From an emotional standpoint, what feelings did you go through while making this project? 

Bibby: It’s kind of rough listening to the music. We didn’t hear a lot of the music until he passed away. Some of the songs sound like a cry for help. And I always get in my feelings when I listen to it, because I’m like, “Damn, if I would’ve heard this before he passed, I would’ve probably did this.” So it always makes me get emotional.

Jideonwo: It’s definitely mixed emotions when it comes to this. Obviously, he’s not here anymore, so it’s not the same. It’s even awkward telling somebody, “Yeah, I’m Juices’ manager.” It also gives you motivation to—and everyone uses the phrase, “Keep the legacy alive.” It gives us the motivation, like, “You can’t fuck this up.” You have to over-deliver every single time, because you’re not even fighting your own battle. You’re fighting a battle for someone that can’t fight for themselves. That’s the extra motivation, extra pressure and an extra eye over your back, just making sure you do what you do to the best. 

“He’s going to go down as the greatest artist of all the time in his generation.” – Peter Jideonwo

How many songs does Juice WRLD have in the vault? 
Jideonwo: See, that question right there… You’re going to have the fans coming after Bibby. Once he says the numbers, they’re about to go DM us. 

Bibby: Over 2,000 songs, but maybe about 700 of them already leaked.

Peter Jideonwo: They’re going to be like, “Why did you not pick from the others 1,300 songs?” 

How many projects could you put together in the future? 
Bibby: I want to put out a project maybe sometime next year that shows the happier side, or the side where Juice has more energy, because this album is a bunch of songs that get you in your feelings.

Would you ever think about making a collaborative album between Juice and another artist? If so, who would the other artist be? 
Bibby: I’m not sure about that. Maybe Young Thug, because I know what they were working on.
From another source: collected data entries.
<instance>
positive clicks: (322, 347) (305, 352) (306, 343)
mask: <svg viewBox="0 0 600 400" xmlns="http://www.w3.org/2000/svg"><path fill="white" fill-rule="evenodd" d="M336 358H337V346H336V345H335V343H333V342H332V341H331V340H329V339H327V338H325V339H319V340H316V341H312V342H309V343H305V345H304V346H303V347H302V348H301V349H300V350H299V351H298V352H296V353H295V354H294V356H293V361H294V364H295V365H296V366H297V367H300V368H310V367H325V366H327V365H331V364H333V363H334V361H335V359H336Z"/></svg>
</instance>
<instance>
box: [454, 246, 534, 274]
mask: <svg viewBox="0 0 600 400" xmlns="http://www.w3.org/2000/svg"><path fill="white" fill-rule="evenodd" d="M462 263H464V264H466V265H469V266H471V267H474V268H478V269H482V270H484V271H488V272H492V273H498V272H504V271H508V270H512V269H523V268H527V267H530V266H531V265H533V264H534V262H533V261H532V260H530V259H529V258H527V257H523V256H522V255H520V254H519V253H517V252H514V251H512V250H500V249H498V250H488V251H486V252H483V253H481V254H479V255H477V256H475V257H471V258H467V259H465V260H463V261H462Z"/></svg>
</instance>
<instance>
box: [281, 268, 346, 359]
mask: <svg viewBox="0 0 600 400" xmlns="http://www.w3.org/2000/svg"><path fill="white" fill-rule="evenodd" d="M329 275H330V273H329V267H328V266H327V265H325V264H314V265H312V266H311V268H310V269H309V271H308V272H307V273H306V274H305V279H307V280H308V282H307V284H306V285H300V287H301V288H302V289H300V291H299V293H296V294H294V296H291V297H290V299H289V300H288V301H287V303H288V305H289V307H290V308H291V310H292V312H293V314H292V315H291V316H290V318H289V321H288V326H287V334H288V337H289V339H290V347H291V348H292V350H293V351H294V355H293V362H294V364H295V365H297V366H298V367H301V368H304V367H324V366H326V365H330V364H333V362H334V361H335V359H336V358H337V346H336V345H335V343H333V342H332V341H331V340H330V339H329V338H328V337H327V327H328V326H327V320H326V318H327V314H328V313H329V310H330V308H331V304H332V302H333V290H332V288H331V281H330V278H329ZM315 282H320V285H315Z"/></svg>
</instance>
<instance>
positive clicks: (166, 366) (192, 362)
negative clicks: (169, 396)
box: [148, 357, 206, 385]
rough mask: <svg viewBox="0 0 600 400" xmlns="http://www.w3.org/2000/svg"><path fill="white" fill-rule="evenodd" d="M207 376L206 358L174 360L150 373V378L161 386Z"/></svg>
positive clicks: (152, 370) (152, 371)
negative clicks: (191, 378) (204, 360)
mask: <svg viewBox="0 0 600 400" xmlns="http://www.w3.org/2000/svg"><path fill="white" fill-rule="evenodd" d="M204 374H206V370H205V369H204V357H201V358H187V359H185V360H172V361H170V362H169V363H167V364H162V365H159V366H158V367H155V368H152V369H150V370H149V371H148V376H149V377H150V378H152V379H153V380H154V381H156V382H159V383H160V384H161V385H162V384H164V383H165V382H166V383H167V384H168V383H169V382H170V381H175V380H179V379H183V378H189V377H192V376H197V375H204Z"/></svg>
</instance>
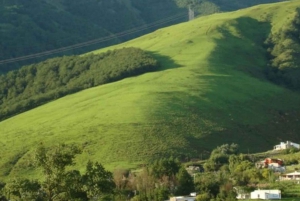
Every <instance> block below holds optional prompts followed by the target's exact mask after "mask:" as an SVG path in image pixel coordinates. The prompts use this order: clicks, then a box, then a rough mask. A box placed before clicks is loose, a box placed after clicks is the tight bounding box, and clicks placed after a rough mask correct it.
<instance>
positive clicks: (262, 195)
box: [250, 190, 281, 200]
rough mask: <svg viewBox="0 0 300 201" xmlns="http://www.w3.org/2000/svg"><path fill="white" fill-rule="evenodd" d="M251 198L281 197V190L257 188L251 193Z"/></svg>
mask: <svg viewBox="0 0 300 201" xmlns="http://www.w3.org/2000/svg"><path fill="white" fill-rule="evenodd" d="M250 198H251V199H262V200H276V199H281V191H280V190H255V191H253V192H251V194H250Z"/></svg>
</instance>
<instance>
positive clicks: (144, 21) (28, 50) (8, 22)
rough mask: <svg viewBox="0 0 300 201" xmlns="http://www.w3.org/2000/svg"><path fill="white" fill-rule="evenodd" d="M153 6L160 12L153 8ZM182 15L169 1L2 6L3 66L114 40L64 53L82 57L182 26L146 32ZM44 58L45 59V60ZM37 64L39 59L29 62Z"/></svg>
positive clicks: (0, 66)
mask: <svg viewBox="0 0 300 201" xmlns="http://www.w3.org/2000/svg"><path fill="white" fill-rule="evenodd" d="M155 7H158V8H160V9H155ZM140 9H141V10H140ZM164 10H166V11H167V12H165V11H164ZM178 12H181V11H180V10H178V8H177V7H176V5H174V3H173V1H172V0H166V1H163V3H161V1H152V0H151V1H150V0H148V1H142V3H141V1H132V2H131V1H118V0H110V1H104V0H102V1H99V0H89V1H84V0H78V1H71V0H62V1H47V0H31V1H22V0H13V1H1V2H0V34H1V39H0V61H1V60H4V59H10V58H15V57H20V56H24V55H28V54H34V53H39V52H43V51H49V50H53V49H57V48H62V47H66V46H70V45H74V44H77V43H82V42H86V41H89V40H92V39H98V38H102V37H105V36H106V37H107V36H109V37H110V40H104V41H103V42H101V43H97V42H93V43H92V44H90V45H88V47H84V48H81V49H73V48H71V50H68V51H66V52H63V53H61V54H63V55H70V54H78V53H83V52H86V51H90V50H93V49H97V48H100V47H103V46H107V45H111V44H115V43H116V42H120V41H124V40H127V39H130V38H134V37H137V36H139V35H142V34H144V33H147V32H149V31H151V30H153V28H156V29H157V28H159V27H162V26H166V25H170V24H173V23H177V22H180V21H182V20H183V18H176V19H173V20H169V21H167V22H164V23H162V24H157V25H156V26H155V27H152V28H147V24H149V23H153V22H154V21H156V20H161V19H164V18H166V17H170V16H173V15H175V14H178ZM141 26H145V27H144V29H143V30H141V31H139V32H135V33H134V34H133V33H132V34H129V35H128V34H127V35H126V34H125V35H124V34H122V35H117V36H115V37H114V34H116V33H120V32H124V31H127V30H130V29H134V28H137V27H141ZM135 31H136V30H135ZM61 54H54V55H52V56H57V55H61ZM45 56H47V55H45ZM45 56H44V57H42V58H41V59H44V58H45ZM37 61H39V58H36V59H34V60H32V61H30V62H31V63H33V62H37ZM25 63H26V62H25ZM22 64H24V62H19V63H17V62H14V63H11V64H7V65H0V73H1V71H2V72H6V71H9V70H12V69H14V68H16V67H18V66H19V65H22Z"/></svg>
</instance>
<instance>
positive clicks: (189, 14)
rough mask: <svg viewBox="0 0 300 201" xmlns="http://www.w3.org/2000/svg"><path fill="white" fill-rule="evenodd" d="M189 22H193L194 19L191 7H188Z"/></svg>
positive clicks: (194, 16) (191, 8)
mask: <svg viewBox="0 0 300 201" xmlns="http://www.w3.org/2000/svg"><path fill="white" fill-rule="evenodd" d="M188 9H189V21H191V20H193V19H194V18H195V11H194V9H193V8H192V7H191V5H189V8H188Z"/></svg>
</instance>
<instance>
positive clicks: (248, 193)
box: [236, 193, 250, 200]
mask: <svg viewBox="0 0 300 201" xmlns="http://www.w3.org/2000/svg"><path fill="white" fill-rule="evenodd" d="M249 198H250V193H238V194H237V196H236V199H238V200H245V199H249Z"/></svg>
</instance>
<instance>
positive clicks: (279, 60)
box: [266, 8, 300, 90]
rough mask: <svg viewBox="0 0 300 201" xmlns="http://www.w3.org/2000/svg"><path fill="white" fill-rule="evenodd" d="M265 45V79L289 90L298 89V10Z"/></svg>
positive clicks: (299, 68)
mask: <svg viewBox="0 0 300 201" xmlns="http://www.w3.org/2000/svg"><path fill="white" fill-rule="evenodd" d="M266 44H267V46H268V53H269V58H270V62H269V66H268V67H267V69H266V75H267V77H268V78H269V79H270V80H271V81H273V82H275V83H277V84H280V85H283V86H286V87H288V88H290V89H294V90H299V89H300V8H297V9H296V10H295V11H294V14H293V17H292V19H289V21H288V22H287V23H285V24H284V25H283V27H282V28H280V29H279V30H278V31H277V32H276V33H273V34H270V36H269V37H268V39H267V41H266Z"/></svg>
And they’ve got 20-plus songs already.

What is Juice WRLD’s lasting legacy? 
Jideonwo: I think his legacy is going to be that he was more than a musician. I think that he is going to be known as the therapist to the youth that never declared himself a therapist. A person that changed people knowingly and unknowingly, through his music, through things that he was going through. Because people are also going through what he was going through, him putting that out through his music, as raw as it was, helped millions and millions of people. He’s going to go down as the greatest artist of all the time in his generation. If not just off the sales and trajectories and streams alone, he’s going to be the greatest artist of the time, because of the change and the impact to the world that he brought to the people that have listened to him. And also how he changed music.

Bibby: I get DMs every day about how he saved thousands of kids. They DM me like, “Juice saved me.” Then they start cursing me out or whatever, because they said they need the music. I don’t know, he was the nicest kid that I ever met. He was probably the best artist that I ever witnessed. And I’ve been around pretty much every artist. I don’t think it’ll be an artist that’s better than that. I still listen to him every day.